Session G-7

Data and Datacenters

10:00 AM — 11:30 AM EDT
May 5 Thu, 10:00 AM — 11:30 AM EDT

Constrained In-network Computing with Low Congestion in Datacenter Networks

Raz Segal, Chen Avin and Gabriel Scalosub (Ben-Gurion University of the Negev, Israel)

Distributed computing has become a common practice nowadays, where recent focus has been given to the usage of smart networking devices with in-network computing capabilities. State-of-the-art switches with near-line rate computing and aggregation capabilities enable acceleration and improved performance for various modern applications like big data analytics and large-scale distributed and federated machine learning.

In this paper, we formulate and study the theoretical algorithmic foundations of such approaches, and focus on how to deploy and use constrained in-network computing capabilities within the data center. We focus our attention on reducing the network congestion, i.e., the most congested link in the network, while supporting the given workload(s). We present an efficient optimal algorithm for tree-like network topologies and show that our solution provides as much as an x13 improvement over common alternative approaches. In particular, our results show that having merely a small fraction of network devices that support in-network aggregation can significantly reduce the network congestion, both for single and multiple workloads.

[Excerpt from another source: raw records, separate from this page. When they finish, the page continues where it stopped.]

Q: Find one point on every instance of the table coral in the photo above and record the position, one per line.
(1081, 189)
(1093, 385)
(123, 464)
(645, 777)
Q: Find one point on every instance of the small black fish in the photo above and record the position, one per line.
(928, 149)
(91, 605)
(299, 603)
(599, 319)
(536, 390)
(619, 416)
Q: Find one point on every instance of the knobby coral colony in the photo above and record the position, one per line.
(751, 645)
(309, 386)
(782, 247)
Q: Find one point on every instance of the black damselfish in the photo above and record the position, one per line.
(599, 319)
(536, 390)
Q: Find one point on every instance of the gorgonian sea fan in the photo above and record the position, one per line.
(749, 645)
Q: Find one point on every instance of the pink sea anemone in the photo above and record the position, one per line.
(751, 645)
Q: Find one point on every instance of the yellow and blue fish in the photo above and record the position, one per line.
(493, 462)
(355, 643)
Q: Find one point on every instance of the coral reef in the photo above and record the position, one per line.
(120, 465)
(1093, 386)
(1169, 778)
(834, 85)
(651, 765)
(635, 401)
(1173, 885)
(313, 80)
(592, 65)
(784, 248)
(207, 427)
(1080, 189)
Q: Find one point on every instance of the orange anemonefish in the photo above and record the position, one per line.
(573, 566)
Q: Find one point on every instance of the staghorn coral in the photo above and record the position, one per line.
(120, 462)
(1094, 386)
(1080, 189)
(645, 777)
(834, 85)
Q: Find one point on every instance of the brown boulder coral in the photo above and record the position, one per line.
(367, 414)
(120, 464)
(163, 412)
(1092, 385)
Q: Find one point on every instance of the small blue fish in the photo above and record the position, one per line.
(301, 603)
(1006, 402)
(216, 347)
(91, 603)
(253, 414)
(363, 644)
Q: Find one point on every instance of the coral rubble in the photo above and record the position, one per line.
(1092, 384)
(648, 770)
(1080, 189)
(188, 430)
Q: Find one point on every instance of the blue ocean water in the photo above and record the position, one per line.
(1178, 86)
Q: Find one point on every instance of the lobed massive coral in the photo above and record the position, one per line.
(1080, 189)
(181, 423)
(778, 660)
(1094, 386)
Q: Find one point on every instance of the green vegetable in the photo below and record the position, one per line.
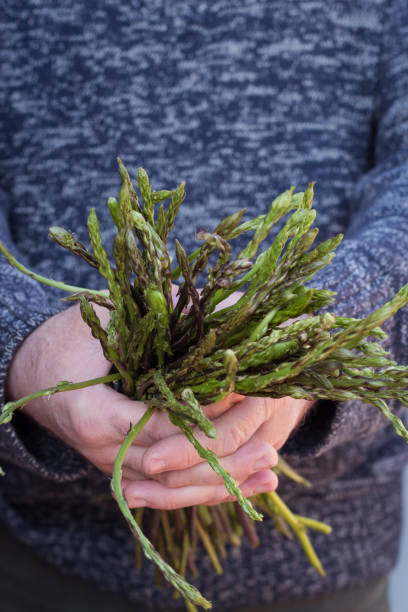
(178, 356)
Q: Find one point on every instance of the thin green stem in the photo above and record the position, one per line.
(298, 528)
(314, 524)
(43, 279)
(63, 385)
(189, 592)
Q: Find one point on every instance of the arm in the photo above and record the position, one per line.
(371, 263)
(370, 266)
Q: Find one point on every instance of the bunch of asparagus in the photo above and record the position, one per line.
(178, 355)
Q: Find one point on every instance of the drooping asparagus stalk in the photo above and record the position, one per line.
(179, 356)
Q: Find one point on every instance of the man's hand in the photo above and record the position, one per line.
(161, 469)
(248, 435)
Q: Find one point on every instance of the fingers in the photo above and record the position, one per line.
(252, 457)
(234, 428)
(155, 495)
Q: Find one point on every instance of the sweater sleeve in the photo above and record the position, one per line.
(371, 263)
(24, 305)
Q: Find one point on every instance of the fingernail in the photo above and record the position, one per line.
(137, 503)
(262, 488)
(156, 465)
(262, 463)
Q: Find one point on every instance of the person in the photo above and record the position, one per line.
(241, 100)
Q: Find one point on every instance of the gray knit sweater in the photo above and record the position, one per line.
(241, 99)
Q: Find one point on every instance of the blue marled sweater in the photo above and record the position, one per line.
(241, 99)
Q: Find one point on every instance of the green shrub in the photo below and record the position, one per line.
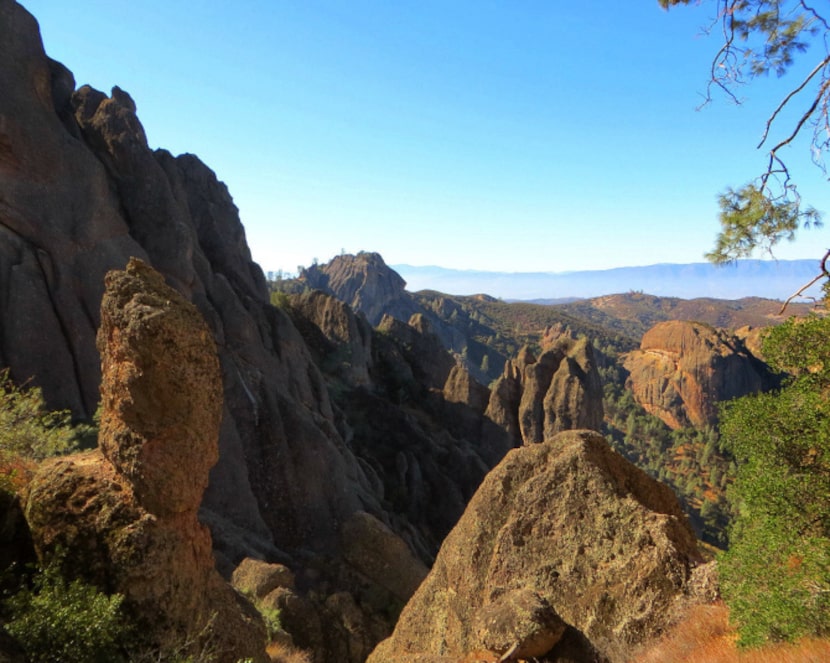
(56, 621)
(27, 428)
(775, 576)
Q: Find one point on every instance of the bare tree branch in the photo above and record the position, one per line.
(823, 275)
(819, 67)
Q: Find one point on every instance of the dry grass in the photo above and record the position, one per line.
(706, 636)
(279, 653)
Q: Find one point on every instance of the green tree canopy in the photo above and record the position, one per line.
(760, 37)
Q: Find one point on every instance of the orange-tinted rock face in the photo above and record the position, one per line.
(562, 538)
(161, 392)
(683, 369)
(124, 517)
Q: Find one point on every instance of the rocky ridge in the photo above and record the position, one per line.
(683, 369)
(534, 570)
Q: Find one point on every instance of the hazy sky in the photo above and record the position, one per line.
(519, 135)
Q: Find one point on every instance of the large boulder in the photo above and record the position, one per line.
(684, 369)
(563, 539)
(125, 516)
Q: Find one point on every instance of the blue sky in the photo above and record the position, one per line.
(520, 135)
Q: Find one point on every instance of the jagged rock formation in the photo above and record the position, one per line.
(535, 565)
(683, 369)
(416, 425)
(536, 398)
(81, 194)
(369, 286)
(365, 283)
(125, 516)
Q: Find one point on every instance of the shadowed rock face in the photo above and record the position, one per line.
(125, 517)
(683, 369)
(537, 398)
(563, 538)
(365, 283)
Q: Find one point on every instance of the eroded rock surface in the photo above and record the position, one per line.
(573, 532)
(535, 398)
(125, 517)
(683, 369)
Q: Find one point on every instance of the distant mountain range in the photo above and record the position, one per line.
(746, 278)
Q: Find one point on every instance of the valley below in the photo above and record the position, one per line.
(332, 467)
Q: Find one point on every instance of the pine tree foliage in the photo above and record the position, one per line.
(762, 37)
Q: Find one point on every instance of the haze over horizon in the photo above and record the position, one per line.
(543, 137)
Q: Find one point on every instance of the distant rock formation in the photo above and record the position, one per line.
(364, 282)
(537, 398)
(124, 517)
(684, 369)
(565, 550)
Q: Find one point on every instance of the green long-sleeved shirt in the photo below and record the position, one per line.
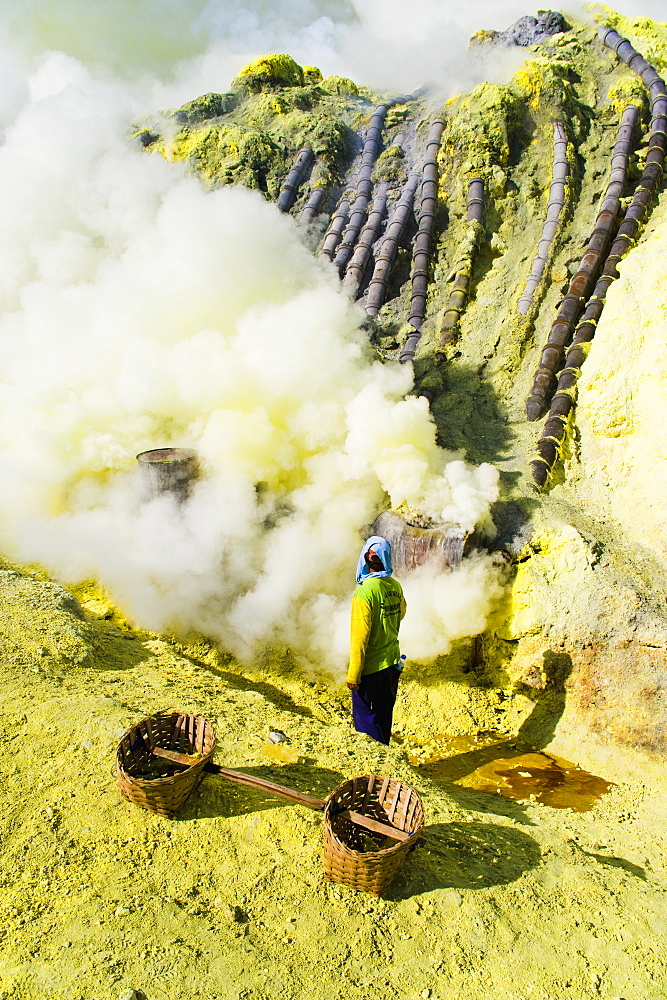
(378, 606)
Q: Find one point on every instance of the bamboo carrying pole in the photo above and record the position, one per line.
(300, 798)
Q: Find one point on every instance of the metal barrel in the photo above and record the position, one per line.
(169, 470)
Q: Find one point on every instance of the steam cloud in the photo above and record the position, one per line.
(138, 311)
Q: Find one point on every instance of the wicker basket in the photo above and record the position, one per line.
(152, 782)
(360, 858)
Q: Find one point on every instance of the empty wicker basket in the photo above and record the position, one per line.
(153, 782)
(361, 858)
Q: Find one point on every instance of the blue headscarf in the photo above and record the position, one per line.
(383, 549)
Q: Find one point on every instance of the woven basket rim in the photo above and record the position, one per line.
(169, 778)
(399, 846)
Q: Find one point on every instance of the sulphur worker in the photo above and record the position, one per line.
(378, 607)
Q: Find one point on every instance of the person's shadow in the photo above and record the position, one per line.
(539, 728)
(465, 856)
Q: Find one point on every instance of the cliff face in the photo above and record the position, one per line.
(587, 554)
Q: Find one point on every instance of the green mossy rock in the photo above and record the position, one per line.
(273, 70)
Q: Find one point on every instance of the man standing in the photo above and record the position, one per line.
(378, 606)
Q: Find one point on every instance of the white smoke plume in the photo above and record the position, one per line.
(138, 310)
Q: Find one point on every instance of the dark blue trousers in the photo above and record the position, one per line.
(373, 703)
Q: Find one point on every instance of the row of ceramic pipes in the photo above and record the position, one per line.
(353, 231)
(559, 395)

Fast and Heavy Disjoint Weighted Matchings for Demand-Aware Datacenter Topologies

Kathrin Hanauer, Monika Henzinger, Stefan Schmid and Jonathan Trummer (University of Vienna, Austria)

Reconfigurable optical topologies promise to improve the performance in datacenters by dynamically optimizing the physical network in a demand-aware manner. State-of-the-art optical technologies allow to establish and update direct connectivity (in the form of edge-disjoint matchings) between top-of-rack switches within microseconds or less. However, to fully exploit temporal structure in the demand, such fine-grained reconfigurations also require fast algorithms for optimizing the interconnecting matchings.
Motivated by the desire to offload a maximum amount of demand to the reconfigurable network, this paper initiates the study of fast algorithms to find k disjoint heavy matchings in graphs. We present and analyze six algorithms, based on iterative matchings, b-matching, edge coloring, and node-rankings. We show that the problem is generally NP-hard and study the achievable approximation ratios.
An extensive empirical evaluation of our algorithms on both real-world and synthetic traces (88 in total), including traces collected in Facebook datacenters and in HPC clusters reveals that all our algorithms provide high-quality matchings, and also very fast ones come within 95% or more of the best solution. However, the running times differ significantly and what is the best algorithm depends on k and the acceptable runtime-quality tradeoff.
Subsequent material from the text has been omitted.